All my geeky stuff ends up here. Mostly Unix-related

Archive for the ‘encryption’ Category

Convergent Encryption

with 2 comments

If you did not follow the latest buzz, an Internet startup is getting a lot of attention lately: Bitcasa. Their offer seems just too good to be true: for 10$/month you get unlimited remote storage for your data on their servers. The best part is: they claim your data will be encrypted on their servers so that even they will not be able to access your file contents. They also claim you can get unlimited storage by using de-duplication: the first time a file is uploaded it is truly stored on their servers and all consecutive attempts to upload the same file will just return a pointer to the already stored one.

First reaction: this sounds like bullshit. How could you both encrypt a file so that only their legitimate user can access it, and identify redundancies on the servers? If everybody has a different encryption key, the same file will encrypt differently for each user and prevent any attempt at de-duplication. And if everybody has the same encryption key it kind of defeats the whole point of encryption, doesn’t it?

The Bitcasa founder recently mentioned convergent encryption during an interview, which pushed me into looking further into the topic. I have tried to wrap my head around it and summarize my understanding of the whole process here.

Let us do a thought experiment:

The client is given a list of files to store on the server.

Each file is cut into 4kB-blocks using padding wherever necessary. The same process is repeated for each block:

  1. Compute K = SHA256(block)
  2. Compute H = SHA256(K)
  • K will be used as encryption key for this block.
  • H will be used as an index to store/retrieve the block server-side.

Now the client queries the server for H. If the server already has this block, it notifies the client that the block needs no uploading. If the block has never been seen before it is encrypted using K and AES256 then uploaded to the server.

Once all blocks have been either uploaded or identified as already known, the client can store a list of all (H,K) pairs and enough metadata to rebuild complete files from individual blocks. Re-building the whole archive is now a matter of N requests for blocks identified by H, and N decryptions with the associated Ks, followed by file reconstruction based on metadata.

Store these metadata on the local client, and store one copy on the server too for good measure. To ensure only the client can read them back, metadata can be encrypted with a key only known to the client, or using a key derived from a user passphrase.

What did we achieve?

Client-side: initial files are now reduced to a set of (H,K) pairs and metadata needed to rebuild them. Since a copy is stored on the server, the client local archive can safely be erased and rebuilt from scratch.

Server-side: duplicated blocks are stored only once. Blocks are encrypted with keys unknown to the server and indexed by a hash that does not yield any information about key or contents. Metadata are also stored on the server but encrypted with a key only known to the user.

Executive summary:

  • The server does not have any knowledge about the data it is storing
  • The server cannot determine which files are owned by a given user without attacking their metadata.

This scheme is a good way to deal with snooper authorities, but what about dictionary attacks? An attacker who prepared a list of known plaintext blocks can easily discover if they are already present on the server.

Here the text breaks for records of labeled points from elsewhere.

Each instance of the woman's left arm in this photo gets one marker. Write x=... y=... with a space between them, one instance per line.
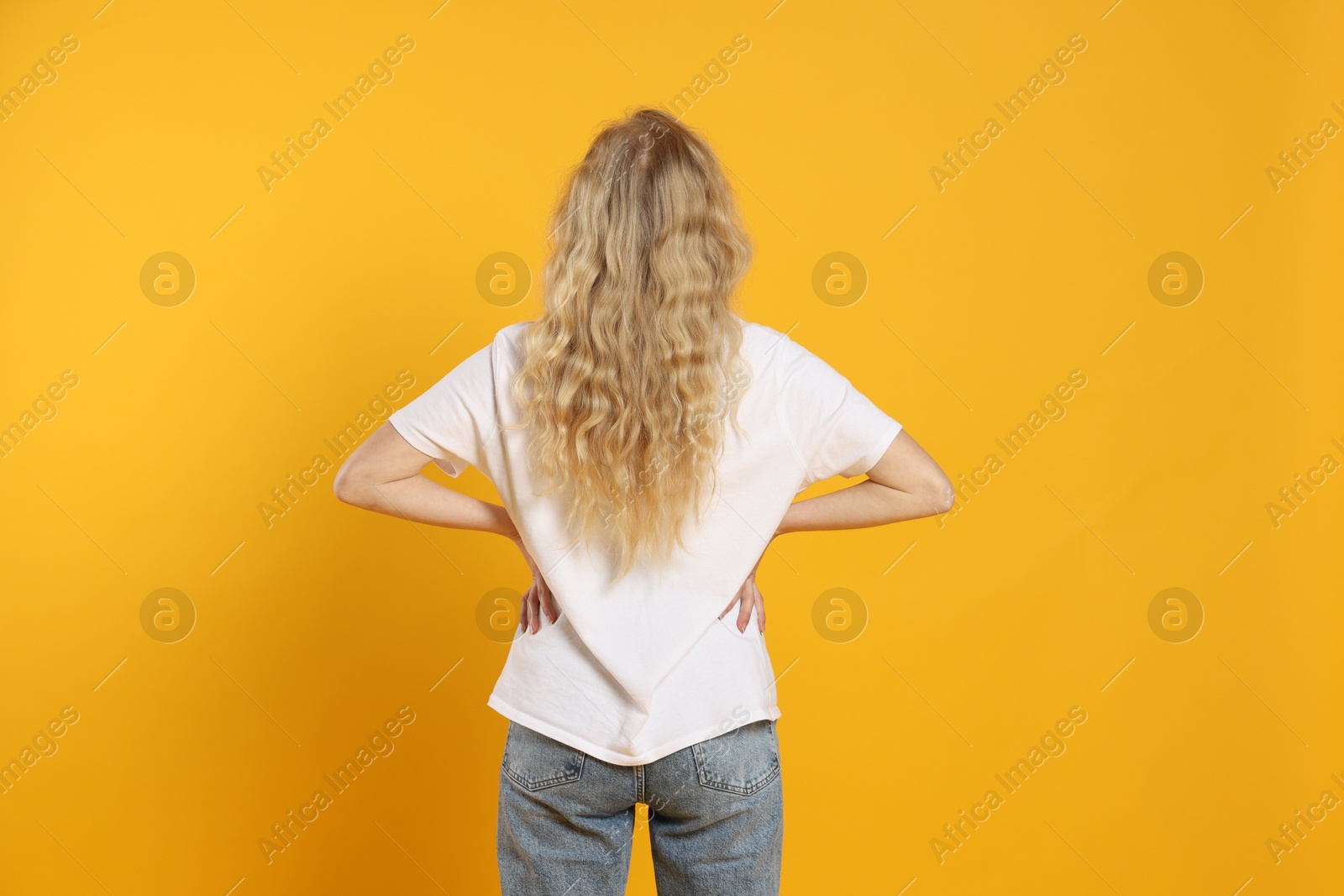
x=383 y=474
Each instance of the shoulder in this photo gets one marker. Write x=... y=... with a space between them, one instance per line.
x=506 y=349
x=772 y=351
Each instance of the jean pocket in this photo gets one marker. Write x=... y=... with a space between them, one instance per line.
x=739 y=762
x=535 y=762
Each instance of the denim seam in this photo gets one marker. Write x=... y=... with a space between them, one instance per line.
x=541 y=783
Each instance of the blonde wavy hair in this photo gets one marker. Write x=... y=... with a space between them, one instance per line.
x=635 y=362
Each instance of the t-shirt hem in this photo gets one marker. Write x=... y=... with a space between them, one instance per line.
x=452 y=465
x=609 y=755
x=875 y=453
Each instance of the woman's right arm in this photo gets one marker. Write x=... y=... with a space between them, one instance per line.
x=906 y=484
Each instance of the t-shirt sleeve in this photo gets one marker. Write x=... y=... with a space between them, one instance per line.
x=452 y=419
x=837 y=429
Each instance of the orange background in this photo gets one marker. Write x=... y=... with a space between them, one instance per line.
x=362 y=261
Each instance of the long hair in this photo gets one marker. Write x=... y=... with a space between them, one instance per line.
x=635 y=362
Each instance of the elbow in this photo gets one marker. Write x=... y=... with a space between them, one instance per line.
x=346 y=488
x=942 y=497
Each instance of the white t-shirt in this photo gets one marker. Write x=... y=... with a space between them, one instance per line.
x=633 y=672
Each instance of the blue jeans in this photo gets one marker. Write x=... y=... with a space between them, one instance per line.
x=566 y=820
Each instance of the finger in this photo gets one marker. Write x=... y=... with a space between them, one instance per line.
x=549 y=604
x=736 y=598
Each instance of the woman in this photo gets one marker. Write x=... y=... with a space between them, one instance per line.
x=647 y=443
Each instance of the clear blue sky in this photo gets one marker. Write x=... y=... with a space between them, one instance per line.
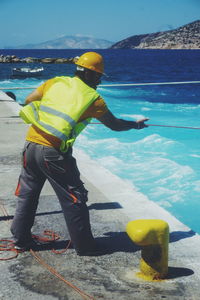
x=35 y=21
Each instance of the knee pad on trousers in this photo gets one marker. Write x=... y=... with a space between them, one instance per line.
x=80 y=193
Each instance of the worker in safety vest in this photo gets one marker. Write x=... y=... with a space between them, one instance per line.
x=58 y=111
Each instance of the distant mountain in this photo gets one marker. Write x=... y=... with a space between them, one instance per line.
x=184 y=37
x=70 y=42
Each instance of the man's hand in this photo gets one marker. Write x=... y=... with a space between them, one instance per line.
x=140 y=123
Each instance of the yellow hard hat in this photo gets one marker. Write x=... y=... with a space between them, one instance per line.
x=92 y=61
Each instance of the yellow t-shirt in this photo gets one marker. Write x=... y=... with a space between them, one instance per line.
x=97 y=109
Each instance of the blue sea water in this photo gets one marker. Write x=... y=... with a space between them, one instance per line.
x=162 y=162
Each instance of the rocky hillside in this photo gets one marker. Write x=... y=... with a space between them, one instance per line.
x=70 y=42
x=184 y=37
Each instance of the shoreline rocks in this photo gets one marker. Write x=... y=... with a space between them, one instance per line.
x=47 y=60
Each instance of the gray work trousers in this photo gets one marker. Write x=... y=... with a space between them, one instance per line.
x=60 y=169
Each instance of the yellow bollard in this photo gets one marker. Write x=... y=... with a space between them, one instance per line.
x=153 y=237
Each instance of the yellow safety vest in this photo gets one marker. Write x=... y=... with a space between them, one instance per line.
x=60 y=108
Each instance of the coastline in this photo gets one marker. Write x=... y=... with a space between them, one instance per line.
x=112 y=203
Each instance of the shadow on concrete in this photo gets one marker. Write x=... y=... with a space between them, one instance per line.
x=179 y=235
x=111 y=243
x=178 y=272
x=107 y=205
x=5 y=218
x=117 y=242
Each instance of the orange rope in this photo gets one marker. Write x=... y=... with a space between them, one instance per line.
x=55 y=273
x=49 y=236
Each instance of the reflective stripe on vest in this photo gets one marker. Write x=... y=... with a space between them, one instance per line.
x=50 y=128
x=61 y=107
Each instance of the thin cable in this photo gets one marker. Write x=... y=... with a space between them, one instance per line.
x=149 y=83
x=116 y=84
x=173 y=126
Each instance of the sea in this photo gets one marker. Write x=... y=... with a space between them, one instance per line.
x=162 y=162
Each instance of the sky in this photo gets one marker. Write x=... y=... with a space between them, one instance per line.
x=35 y=21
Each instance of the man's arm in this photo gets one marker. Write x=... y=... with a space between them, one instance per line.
x=34 y=96
x=109 y=120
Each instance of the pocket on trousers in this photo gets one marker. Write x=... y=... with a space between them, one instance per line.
x=54 y=161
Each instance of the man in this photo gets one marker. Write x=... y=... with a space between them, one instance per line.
x=58 y=111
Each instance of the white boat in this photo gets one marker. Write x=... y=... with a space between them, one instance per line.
x=27 y=72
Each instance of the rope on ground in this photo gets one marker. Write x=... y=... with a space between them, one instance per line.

To be fair, dictionary attacks are quoted as the main vulnerability of convergent encryption schemes in all papers I have seen so far.

What are we trying to protect against?

If you offer to the world a possibility to remotely store their files, chances are that you will soon end up with a very long list of all movies and music ever produced by humanity on your servers. Your main opponent are copyright holders who do not want the public to share their productions so easily.

I believe dictionary attacks are hardly going to be usable by copyright holders. The same data block could very well be present in two very different data files, I do not see how you could ever prevent somebody from publically storing 4KB of data that match a 4KB-block in a copyright-protected data file. Copyright protection applies to a complete work, not to individual 4KB-components. You would need to prove that the same user has access to all individual blocks for the copyright violation to be proven, but that is not possible in the described scheme.

Come to think of it, this suddenly looks like it could work.

Written by nicolas314

Monday 19 September 2011 at 11:15 pm

GMail considered a liability

with 2 comments

Your digital life is online

Since free webmail providers have emerged, it has become common to enjoy universal e-mail access from every computer without restriction. This makes e-mail ubiquitous, giving us the power to delve into our oldest archives to retrieve pictures, messages, links or conversations whenever we want to access them.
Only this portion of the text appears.